For workplace comfort, the equipment in cooling and heating facilities needs to work properly. Accurately predicting when this expensive equipment is likely to fail helps lower operational costs and increase efficiency. It’s also important to reduce the carbon footprint and save energy. The Real Estate and Facilities organization in Microsoft uses data analytics, smart buildings, the Internet of Things, and Azure Machine Learning for predictive maintenance, climate control, and HVAC optimization.


It can be easy for people to take workplace comfort and climate control for granted—until an air conditioner goes out and a room or building becomes too hot or even uninhabitable, which affects productivity. For workplace comfort, it’s important to ensure that equipment in cooling and heating facilities is working properly. And because this equipment is expensive and hard to replace, being able to predict failure helps lower costs and increase efficiency.
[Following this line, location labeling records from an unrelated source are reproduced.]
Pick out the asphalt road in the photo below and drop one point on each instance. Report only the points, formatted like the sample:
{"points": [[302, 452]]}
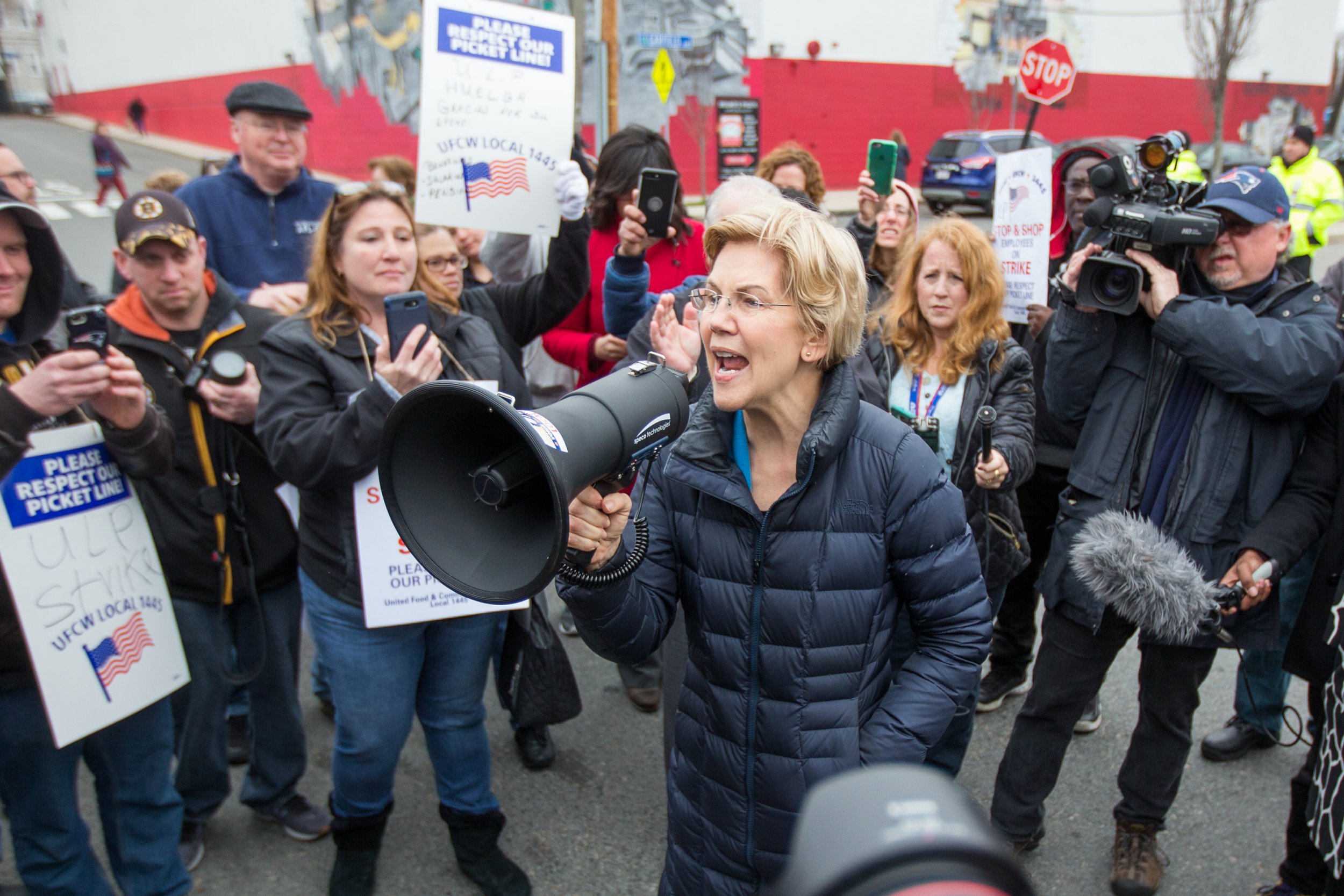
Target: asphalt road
{"points": [[593, 824]]}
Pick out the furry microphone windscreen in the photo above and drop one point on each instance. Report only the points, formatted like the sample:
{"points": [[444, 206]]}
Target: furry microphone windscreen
{"points": [[1147, 577]]}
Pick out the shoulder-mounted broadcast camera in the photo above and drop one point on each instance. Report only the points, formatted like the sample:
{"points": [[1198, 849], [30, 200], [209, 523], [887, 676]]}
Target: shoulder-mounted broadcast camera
{"points": [[1138, 207]]}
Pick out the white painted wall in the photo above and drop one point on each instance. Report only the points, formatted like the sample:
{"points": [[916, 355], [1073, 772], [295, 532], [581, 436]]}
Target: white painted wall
{"points": [[1113, 37], [97, 45]]}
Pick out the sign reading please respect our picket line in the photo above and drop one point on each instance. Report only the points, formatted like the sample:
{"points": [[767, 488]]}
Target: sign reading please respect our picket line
{"points": [[87, 585], [496, 116]]}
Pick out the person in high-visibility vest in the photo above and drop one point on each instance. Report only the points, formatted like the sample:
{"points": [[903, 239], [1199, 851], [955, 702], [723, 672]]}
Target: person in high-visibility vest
{"points": [[1316, 191], [1186, 167]]}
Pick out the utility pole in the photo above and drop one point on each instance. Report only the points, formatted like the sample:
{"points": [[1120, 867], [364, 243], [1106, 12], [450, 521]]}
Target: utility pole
{"points": [[612, 38], [580, 11]]}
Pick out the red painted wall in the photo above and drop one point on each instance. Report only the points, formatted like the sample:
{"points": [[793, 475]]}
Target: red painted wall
{"points": [[831, 108]]}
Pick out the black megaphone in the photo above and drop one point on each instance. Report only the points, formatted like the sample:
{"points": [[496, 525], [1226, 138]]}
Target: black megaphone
{"points": [[480, 491]]}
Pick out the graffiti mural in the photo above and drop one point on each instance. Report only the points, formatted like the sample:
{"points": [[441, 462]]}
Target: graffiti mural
{"points": [[373, 41], [711, 68]]}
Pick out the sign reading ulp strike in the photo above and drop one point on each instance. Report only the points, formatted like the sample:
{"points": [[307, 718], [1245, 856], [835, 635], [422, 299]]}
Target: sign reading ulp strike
{"points": [[1022, 229], [496, 116], [87, 585]]}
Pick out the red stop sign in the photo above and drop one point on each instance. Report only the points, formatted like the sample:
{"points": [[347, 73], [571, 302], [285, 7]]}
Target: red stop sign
{"points": [[1047, 71]]}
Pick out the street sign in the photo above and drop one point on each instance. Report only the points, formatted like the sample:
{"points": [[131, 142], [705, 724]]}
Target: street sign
{"points": [[1046, 71], [664, 73], [654, 41]]}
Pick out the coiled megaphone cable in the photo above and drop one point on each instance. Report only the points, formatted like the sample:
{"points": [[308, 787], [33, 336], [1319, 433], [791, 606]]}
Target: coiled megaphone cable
{"points": [[609, 577]]}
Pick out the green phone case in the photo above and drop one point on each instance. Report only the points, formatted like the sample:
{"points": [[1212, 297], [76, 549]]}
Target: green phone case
{"points": [[882, 164]]}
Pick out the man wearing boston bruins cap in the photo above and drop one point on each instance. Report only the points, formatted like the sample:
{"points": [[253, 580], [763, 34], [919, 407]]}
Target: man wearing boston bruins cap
{"points": [[226, 542]]}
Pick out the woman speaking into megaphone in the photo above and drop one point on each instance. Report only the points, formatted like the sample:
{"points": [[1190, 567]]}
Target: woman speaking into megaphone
{"points": [[789, 521]]}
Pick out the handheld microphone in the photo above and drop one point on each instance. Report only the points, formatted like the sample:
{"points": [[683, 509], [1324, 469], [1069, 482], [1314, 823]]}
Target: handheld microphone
{"points": [[985, 417], [1151, 580]]}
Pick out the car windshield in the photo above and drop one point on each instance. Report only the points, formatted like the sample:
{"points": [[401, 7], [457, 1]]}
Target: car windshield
{"points": [[950, 148]]}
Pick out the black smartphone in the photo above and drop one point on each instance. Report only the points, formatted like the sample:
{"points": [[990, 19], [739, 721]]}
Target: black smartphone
{"points": [[405, 311], [657, 195], [88, 328]]}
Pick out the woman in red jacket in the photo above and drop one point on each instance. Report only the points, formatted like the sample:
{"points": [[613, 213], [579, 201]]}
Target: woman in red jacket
{"points": [[581, 340]]}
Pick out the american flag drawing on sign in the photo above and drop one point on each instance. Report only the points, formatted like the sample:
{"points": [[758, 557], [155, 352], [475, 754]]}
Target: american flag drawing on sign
{"points": [[116, 655], [494, 178]]}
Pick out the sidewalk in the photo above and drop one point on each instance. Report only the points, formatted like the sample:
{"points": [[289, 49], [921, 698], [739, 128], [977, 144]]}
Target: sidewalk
{"points": [[173, 146]]}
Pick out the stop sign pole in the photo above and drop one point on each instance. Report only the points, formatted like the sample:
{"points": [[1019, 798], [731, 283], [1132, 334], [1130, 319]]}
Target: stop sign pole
{"points": [[1046, 76]]}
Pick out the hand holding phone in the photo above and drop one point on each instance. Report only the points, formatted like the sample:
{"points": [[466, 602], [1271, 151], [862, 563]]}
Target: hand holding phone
{"points": [[657, 198], [88, 328], [882, 166], [405, 311]]}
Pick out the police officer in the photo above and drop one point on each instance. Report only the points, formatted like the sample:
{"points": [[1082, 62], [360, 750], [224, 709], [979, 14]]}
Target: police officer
{"points": [[1316, 191], [226, 542]]}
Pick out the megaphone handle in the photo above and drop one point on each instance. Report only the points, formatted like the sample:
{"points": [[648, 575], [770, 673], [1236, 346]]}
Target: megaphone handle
{"points": [[582, 559]]}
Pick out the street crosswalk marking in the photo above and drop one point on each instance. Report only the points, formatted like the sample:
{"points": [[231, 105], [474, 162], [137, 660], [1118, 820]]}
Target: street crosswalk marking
{"points": [[55, 195]]}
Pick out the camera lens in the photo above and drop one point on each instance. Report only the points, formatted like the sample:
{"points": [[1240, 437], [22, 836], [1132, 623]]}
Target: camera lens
{"points": [[1116, 285]]}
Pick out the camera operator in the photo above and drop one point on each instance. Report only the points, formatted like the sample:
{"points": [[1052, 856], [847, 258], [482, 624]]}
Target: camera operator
{"points": [[131, 761], [1038, 497], [1191, 415], [1311, 511], [227, 544]]}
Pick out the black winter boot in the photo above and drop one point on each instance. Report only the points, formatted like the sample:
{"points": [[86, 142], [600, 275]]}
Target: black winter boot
{"points": [[358, 841], [476, 845]]}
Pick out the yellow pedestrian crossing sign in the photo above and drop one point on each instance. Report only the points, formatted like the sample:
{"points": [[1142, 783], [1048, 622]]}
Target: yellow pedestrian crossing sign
{"points": [[664, 73]]}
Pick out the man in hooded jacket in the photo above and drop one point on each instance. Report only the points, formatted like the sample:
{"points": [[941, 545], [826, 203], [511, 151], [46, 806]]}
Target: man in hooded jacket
{"points": [[131, 759], [1038, 499]]}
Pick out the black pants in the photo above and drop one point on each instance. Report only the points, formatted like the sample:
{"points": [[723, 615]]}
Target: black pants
{"points": [[1303, 865], [1015, 628], [1070, 668]]}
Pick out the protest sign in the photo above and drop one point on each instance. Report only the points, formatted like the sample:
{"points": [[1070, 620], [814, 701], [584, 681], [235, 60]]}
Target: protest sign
{"points": [[1022, 229], [87, 583], [496, 116], [397, 587]]}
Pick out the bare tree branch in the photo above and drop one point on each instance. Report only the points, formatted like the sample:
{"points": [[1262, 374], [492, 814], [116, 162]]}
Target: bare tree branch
{"points": [[1218, 34]]}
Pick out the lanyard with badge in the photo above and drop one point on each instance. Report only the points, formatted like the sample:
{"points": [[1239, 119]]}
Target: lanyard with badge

Along with providing a workplace that isn’t too hot or too cold, what about energy efficiency? According to the U.S. Energy Information Administration“In 2015, about 40% of total U.S. energy consumption was consumed in residential and commercial buildings, or about 39 quadrillion British thermal units.” To reduce the carbon footprint and reduce operational costs, it’s equally important to optimize energy consumption. Today’s smart buildings are designed to do just that. So, a real estate/facilities organization in Microsoft partnered with Core Services Engineering (formerly Microsoft IT) to work on a smart-energy building solution that helps address these needs. There are two components to our ongoing solution:

  • Chiller plant. We want to optimize energy use of cooling/heating components and heating, ventilating, and air conditioning (HVAC) systems. We’re working on three chiller plants that support eight buildings. But our roadmap includes all Puget Sound buildings—about 100 chiller plants and more than 100 buildings.
  • Climate control. We look at comfort levels in buildings, and aim to understand equipment conditions that precede worker complaints/tickets about a room being too hot, for example. We’re working on one building right now, but we’ll expand to several buildings in the next quarter of fiscal year 2017.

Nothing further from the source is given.